The Inner Circle by T. C. Boyle
(Viking) $25.95

T. C. Boyle's novels and short stories contain characters whose pain is hidden behind idiosyncrasy, dogma, and desire, and he wrenches the seriousness of their lives from the consequences of their strange passions. In his latest novel, The Inner Circle, Boyle fixes his beam on the world of Alfred Kinsey, the Indiana-based sex researcher who, with his pioneering studies on human sexuality during the 1950s, laid the groundwork for the sexual revolution.

The Inner Circle, named after the small group of research assistants whom Kinsey employed, is the story of one of those assistants, John Milk. Milk--like all the characters in the book except Kinsey and his wife, Mac-- is fictitious, but everything about the mid-century Midwest in which the story takes place is spot-on. "The facts of Kinsey's life are accurate," Boyle said recently, speaking by phone from his home in Santa Barbara. "The world he inhabited is accurate. Everything else is a drama invented around it to try to think about what this person's life meant in history." Speaking of the ins and outs of sex research that populate the book, Boyle stressed the importance of verisimilitude over exposé. "I didn't want to embarrass anyone," Boyle said. "Some of these people are still alive. Only I know what's actually true in the book."

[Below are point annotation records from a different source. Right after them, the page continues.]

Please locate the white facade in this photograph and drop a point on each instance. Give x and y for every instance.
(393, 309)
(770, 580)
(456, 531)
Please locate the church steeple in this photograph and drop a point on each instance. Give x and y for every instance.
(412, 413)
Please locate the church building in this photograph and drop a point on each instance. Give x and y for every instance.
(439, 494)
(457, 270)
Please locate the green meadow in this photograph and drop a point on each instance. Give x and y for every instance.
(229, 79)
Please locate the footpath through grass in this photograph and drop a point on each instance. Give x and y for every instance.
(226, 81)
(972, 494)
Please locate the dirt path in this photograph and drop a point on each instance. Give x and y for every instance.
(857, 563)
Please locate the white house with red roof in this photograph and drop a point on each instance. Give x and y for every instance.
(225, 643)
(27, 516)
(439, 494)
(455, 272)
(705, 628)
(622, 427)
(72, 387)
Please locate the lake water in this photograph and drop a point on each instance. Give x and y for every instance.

Such convincing immersion into modes of living unlike our own are what brings gravity to Boyle's off-center setups. Drop City, his previous novel, takes place in 1970 and tells the tale of a commune of hippies who decide to move from California's Russian River Valley to the Alaskan interior. The book is an elegy for the Back-to-the-Land movement, containing a mass of detail regarding the hunting, gathering, and construction one needs to do to survive (or, as the case may be, not survive) in this most unforgiving of climes.

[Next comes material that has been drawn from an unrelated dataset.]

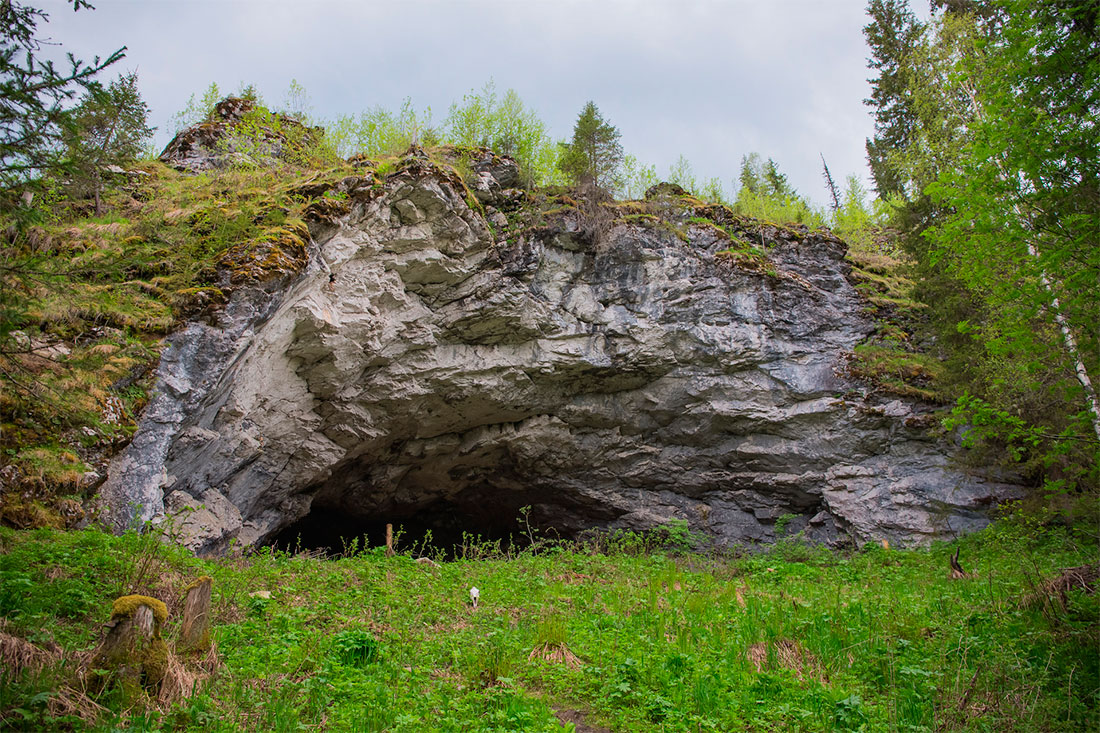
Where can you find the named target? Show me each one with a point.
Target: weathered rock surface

In the case of The Inner Circle, Boyle's commitment to laying the factual groundwork yields a social milieu of benign sterility, with everything in its right place and not a moment of ambiguity to be had. Personified in the character of Milk, an intelligent yet guileless 22-year-old, Boyle captures an atmosphere of naiveté, curiosity, and fear about sexuality in American life following World War II. Professor Kinsey--or Prok, as he is known--is the one feral character in this tableau, and he finds in Milk the ultimate subject, bringing him on as a research assistant despite his complete lack of training.

Kinsey's world is one of moral ambiguity, mixing real sexual awareness with the manipulative nature of the guru, holding everyone around him to his philosophy, chastising others for the slightest hesitation to fully embrace his everything-goes vision of human sexual relations. As Milk falls into Kinsey's web, growing equally awakened and used, he serves as a parallel of America's coming rendezvous with sexual destiny. "I am always interested in the conflict between our animal selves and our spiritual selves," Boyle said. "It's my old obsession."

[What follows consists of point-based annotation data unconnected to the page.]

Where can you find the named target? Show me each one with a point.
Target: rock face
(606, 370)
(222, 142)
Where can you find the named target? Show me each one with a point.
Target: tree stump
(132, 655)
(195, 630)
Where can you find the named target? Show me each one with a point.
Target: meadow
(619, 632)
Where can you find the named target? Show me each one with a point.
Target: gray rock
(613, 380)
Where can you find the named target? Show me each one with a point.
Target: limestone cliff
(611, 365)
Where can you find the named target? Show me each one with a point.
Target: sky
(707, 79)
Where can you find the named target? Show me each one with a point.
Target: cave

Boyle, who will give a lecture (and a reading from The Inner Circle) for Seattle Arts & Lectures on October 5, is known for his spirited appearances. "I normally do my little shtick, a little comedy, then a reading, but they want me to give an actual lecture, so I'll try to talk to how you integrate historical figures into fiction, and more importantly, why? Also, I hope to read some of the actual letters that were sent to Dr. Kinsey." He paused. "They are utterly, utterly heartbreaking."